Finley nodded his agreement. "I think there is a lot to be said, too, for people of a like mind, Lyanna," he said calmly. "There is a certain strength in numbers."
'Strength in numbers' wasn't always the case, but it was the case, Finley felt, when it came to the power that many people would be seeking in the real world. People working together usually accomplished more than people who tried to stubbornly press onward by themselves.
"Perhaps one day our like-mindedness will benefit the both of us." He grinned mischievously.
Strength in numbers. She supposed that that was true. Have enough of anyone and it wasn't as easy to get brushed aside. "There is, yes," she agreed. It was just a matter of putting that strength into something that was worth it. Whatever that may be.
"How would you want it to benefit you?" Lyanna asked him. What would he want strength in numbers to achieve? What was his goal?
Finley gave a half-shrug and raised an eyebrow. "I guess the world will have to wait to see," he answered. "I envision being able to stand on my own two feet with my head held high, no matter the obstacles I overcome. One step at a time.
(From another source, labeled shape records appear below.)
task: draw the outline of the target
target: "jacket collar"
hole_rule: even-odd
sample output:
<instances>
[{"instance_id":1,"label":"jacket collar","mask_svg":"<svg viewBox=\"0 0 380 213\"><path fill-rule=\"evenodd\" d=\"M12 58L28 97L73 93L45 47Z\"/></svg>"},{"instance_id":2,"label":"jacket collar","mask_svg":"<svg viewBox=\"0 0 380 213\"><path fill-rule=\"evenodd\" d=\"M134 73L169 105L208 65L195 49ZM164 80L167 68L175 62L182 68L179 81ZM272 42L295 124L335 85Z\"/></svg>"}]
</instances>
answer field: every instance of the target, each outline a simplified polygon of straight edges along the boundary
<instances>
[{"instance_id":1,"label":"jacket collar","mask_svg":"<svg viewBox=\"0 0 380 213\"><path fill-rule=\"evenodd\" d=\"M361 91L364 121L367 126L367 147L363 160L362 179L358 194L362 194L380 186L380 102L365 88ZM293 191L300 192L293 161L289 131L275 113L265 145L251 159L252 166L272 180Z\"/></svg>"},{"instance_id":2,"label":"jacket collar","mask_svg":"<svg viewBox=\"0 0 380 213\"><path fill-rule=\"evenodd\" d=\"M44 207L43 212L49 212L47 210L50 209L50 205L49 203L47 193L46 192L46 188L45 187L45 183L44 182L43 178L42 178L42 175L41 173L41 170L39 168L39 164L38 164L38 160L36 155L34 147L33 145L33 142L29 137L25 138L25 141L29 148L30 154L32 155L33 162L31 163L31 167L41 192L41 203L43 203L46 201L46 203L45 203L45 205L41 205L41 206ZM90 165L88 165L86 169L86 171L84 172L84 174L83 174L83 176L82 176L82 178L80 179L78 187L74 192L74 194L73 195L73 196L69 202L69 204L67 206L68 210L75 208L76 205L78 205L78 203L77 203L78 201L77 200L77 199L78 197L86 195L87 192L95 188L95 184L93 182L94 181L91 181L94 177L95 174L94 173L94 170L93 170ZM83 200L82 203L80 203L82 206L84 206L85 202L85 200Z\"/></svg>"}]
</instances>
"Do you not have a vision for your future, Lyanna?"
Lyanna eyed him. Admirable. And she could understand that. "Doesn't everyone want that?" she returned. Wouldn't everyone want to be able to stand on their own having overcome what had been thrown at them? Though it didn't make it any less of a goal, despite that.
"Of course I do," she answered. She had goals, she had ambitions, she had dreams for her world. "Without a goal, what have you got? You can't aim for something if you don't have a direction."
"Some people are happy...going with the tide, so to speak," Finley explained, moving his hand as if to emulate a flow of water. "I would rather control the tide." Whether or not it was his tide, he wanted control over it, should it interfere with his life in any way.